Le geste écrit implique ici plus que lui-même : il produit de la pensée littéraire. Dans un essai collectif paraissant ces jours-ci (1), Clerc définit ses livres comme « des espèces de documentaires » et affirme son «  rejet de la littérature d’imagination pure  ». En écrivant le livre qu’il consacre à son logis, ouvrage qui pourrait être infini et se développer toujours plus avant, il s’emploie à « contrecarrer la dimension trop métaphysique de la littérature », à lutter contre « l’impérialisme du romanesque  ».

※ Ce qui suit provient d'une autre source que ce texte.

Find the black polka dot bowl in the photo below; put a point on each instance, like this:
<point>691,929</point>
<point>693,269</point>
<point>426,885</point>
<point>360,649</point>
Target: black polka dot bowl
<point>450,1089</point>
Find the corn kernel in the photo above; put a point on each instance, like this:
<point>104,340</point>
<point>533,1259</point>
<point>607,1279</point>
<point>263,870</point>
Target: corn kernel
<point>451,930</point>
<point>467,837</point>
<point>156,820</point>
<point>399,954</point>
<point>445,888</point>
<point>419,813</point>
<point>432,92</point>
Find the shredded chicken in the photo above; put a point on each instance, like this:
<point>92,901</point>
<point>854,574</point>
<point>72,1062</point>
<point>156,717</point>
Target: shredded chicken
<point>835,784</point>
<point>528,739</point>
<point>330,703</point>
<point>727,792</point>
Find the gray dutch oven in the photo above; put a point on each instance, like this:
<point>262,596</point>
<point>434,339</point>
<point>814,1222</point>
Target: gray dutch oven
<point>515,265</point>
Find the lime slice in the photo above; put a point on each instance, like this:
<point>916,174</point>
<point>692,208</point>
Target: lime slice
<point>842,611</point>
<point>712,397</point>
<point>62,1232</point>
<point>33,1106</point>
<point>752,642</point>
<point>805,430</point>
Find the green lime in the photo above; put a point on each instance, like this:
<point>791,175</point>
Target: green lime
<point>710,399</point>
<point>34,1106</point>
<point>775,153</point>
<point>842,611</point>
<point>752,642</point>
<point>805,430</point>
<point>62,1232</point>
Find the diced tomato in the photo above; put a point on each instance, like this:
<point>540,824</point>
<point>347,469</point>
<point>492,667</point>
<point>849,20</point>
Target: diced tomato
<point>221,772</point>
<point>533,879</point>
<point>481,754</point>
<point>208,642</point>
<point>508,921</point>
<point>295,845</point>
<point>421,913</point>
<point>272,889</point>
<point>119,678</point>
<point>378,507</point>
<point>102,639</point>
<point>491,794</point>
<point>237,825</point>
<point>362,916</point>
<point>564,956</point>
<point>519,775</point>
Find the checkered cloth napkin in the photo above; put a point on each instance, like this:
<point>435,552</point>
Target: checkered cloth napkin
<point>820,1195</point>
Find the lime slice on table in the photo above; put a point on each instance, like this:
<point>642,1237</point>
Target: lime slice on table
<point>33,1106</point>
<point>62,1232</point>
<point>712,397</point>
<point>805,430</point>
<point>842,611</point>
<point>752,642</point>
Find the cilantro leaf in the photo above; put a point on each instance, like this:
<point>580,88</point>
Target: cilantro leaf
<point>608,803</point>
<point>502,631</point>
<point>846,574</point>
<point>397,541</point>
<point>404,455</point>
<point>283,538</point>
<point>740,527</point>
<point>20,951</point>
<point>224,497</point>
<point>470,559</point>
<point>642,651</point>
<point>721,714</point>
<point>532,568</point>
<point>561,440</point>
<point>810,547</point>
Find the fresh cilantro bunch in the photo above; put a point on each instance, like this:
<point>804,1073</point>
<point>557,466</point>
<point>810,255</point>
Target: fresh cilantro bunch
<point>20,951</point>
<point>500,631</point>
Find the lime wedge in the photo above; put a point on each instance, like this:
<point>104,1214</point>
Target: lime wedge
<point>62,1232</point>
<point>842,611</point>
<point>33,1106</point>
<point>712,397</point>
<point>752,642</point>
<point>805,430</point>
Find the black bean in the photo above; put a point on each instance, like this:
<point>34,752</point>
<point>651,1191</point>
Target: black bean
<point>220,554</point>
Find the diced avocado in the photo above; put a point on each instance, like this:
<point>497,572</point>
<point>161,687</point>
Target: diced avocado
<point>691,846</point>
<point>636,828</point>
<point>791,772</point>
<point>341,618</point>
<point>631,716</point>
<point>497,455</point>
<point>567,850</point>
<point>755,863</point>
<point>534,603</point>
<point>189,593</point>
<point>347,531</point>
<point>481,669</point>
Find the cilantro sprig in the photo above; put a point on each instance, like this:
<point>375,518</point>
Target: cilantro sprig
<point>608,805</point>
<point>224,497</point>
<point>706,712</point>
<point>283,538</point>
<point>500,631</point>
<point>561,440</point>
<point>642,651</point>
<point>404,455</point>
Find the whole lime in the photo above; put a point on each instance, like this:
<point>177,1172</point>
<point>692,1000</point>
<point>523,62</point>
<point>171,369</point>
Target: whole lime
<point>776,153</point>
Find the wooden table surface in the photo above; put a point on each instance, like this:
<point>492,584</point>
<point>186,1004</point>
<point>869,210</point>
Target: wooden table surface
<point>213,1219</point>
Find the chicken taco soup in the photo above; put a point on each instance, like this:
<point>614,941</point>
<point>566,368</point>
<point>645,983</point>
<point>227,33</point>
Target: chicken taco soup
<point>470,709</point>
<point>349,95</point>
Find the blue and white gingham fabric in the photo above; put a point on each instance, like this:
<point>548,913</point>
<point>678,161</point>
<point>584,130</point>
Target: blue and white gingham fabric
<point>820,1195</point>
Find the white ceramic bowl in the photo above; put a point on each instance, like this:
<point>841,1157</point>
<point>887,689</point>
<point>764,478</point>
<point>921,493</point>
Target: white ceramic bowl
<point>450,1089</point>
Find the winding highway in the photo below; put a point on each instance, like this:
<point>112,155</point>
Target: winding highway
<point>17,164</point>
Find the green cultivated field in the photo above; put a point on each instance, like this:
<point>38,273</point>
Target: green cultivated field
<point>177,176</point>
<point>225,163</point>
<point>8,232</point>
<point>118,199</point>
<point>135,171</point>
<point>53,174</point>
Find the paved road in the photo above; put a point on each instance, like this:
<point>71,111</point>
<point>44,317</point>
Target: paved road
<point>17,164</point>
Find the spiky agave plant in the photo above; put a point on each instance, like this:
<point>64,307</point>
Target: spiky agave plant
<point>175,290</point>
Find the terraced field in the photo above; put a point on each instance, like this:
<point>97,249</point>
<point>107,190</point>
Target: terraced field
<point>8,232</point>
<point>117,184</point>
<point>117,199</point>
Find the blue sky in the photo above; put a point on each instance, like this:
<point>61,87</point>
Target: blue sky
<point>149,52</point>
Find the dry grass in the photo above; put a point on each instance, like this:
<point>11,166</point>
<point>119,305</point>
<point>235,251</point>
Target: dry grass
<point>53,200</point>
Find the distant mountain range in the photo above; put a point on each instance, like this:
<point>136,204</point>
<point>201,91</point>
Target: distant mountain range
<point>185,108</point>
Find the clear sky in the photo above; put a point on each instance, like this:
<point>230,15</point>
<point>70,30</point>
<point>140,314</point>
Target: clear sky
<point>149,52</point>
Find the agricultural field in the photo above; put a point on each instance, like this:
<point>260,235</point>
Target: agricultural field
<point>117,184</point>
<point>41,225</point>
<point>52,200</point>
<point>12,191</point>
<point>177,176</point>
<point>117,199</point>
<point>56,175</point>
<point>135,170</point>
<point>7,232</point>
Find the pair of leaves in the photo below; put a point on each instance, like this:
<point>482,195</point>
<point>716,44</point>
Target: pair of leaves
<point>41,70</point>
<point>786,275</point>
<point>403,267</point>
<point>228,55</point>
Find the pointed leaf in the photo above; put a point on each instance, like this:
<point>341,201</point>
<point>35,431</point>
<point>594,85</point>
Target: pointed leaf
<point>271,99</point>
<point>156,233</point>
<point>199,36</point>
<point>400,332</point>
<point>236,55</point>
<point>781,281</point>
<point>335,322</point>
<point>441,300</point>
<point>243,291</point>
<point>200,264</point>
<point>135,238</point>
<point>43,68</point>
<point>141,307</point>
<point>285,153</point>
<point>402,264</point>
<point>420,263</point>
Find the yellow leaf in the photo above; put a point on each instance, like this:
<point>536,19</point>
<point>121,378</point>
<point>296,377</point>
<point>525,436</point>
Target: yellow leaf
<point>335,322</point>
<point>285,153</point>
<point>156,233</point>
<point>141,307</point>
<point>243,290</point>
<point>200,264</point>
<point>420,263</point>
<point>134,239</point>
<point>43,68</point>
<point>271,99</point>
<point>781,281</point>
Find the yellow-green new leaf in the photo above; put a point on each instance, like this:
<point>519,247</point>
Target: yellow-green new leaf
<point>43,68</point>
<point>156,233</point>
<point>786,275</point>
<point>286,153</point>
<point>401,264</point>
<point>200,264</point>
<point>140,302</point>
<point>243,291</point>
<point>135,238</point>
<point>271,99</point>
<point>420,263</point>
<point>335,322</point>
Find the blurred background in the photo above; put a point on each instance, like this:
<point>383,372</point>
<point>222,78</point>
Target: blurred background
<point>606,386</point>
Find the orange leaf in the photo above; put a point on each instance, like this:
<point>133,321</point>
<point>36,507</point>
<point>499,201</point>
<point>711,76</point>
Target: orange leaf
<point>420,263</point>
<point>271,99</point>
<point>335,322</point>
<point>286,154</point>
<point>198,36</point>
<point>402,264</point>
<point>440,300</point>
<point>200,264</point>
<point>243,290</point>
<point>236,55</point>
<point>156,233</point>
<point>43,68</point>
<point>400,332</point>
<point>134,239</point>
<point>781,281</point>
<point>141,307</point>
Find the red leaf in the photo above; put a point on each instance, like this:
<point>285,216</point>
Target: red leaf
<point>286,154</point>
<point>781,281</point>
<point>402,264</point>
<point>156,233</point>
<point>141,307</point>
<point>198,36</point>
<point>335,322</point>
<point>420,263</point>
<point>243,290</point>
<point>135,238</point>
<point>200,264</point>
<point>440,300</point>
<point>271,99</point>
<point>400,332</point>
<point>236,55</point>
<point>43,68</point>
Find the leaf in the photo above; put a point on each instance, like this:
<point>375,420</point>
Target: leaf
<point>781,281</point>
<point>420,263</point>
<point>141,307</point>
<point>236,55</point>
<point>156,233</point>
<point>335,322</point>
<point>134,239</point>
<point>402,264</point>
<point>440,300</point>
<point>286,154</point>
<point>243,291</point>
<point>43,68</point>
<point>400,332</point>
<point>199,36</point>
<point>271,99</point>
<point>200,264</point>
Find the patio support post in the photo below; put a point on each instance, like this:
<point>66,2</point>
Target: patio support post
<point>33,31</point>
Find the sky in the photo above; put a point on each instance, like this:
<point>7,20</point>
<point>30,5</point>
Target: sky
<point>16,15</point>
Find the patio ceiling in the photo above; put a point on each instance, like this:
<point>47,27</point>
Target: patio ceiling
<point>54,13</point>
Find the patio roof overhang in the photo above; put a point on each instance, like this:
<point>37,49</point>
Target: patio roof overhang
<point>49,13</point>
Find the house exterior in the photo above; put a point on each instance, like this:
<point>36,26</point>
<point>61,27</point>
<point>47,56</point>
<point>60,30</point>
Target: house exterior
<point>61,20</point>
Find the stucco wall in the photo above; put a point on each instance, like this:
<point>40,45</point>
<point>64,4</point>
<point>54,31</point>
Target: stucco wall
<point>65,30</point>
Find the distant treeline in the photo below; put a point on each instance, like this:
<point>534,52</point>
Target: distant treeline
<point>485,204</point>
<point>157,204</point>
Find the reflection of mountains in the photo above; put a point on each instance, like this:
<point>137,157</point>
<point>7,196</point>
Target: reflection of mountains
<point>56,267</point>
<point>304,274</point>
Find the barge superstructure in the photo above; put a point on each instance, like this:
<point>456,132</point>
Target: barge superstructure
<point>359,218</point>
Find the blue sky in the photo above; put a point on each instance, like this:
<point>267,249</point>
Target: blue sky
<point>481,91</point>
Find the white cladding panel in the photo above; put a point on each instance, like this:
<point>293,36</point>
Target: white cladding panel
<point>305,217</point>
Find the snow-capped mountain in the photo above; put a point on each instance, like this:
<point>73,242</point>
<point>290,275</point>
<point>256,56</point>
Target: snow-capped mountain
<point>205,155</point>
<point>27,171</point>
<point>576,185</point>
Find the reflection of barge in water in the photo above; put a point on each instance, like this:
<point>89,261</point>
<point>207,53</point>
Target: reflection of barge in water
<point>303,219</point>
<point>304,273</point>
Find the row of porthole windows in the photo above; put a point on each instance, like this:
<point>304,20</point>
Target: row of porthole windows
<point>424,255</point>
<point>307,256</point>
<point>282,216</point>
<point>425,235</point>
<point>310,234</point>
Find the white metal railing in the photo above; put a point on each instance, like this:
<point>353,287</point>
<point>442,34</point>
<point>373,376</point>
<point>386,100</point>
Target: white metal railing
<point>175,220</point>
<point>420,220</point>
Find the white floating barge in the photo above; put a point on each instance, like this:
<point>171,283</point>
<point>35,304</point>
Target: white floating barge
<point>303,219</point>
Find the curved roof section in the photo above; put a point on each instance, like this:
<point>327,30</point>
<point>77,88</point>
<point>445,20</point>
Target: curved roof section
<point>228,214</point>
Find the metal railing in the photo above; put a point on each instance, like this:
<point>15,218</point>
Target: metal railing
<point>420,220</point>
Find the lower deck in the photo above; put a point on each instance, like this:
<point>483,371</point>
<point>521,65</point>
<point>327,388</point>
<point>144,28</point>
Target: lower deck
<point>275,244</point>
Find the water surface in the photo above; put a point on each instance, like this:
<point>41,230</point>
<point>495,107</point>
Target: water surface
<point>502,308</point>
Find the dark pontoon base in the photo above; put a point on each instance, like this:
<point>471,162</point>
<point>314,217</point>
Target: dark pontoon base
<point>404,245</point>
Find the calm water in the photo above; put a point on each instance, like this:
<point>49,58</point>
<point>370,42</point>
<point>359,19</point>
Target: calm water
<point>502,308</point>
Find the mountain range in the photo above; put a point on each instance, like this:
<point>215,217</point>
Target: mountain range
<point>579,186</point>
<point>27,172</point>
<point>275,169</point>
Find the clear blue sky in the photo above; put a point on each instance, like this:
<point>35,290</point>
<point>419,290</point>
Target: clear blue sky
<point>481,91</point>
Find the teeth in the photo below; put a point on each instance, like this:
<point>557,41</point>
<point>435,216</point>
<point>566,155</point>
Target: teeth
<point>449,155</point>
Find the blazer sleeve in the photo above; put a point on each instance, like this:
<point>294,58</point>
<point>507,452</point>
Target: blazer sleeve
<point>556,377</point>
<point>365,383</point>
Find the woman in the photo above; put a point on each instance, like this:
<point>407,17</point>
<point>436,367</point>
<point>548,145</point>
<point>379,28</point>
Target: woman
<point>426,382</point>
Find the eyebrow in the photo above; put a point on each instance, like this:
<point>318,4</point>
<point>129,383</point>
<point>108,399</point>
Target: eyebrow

Clerc est un administrateur poétique. Lorsque Salgon visite sa maison, il trouve le moyen de dire son rapport au monde, de canaliser ses digressions. Clerc, lui, déborde, place ce parti pris poétique au centre, en fait le sujet de son écriture : il en révèle tous les possibles, se permet chantournements savants et propos drolatiques, et parvient ainsi à une sorte de vertige.

  1. Devenirs du roman, vol. 2. Écritures et matériaux, Inculte, 2014, pp. 117 à 123.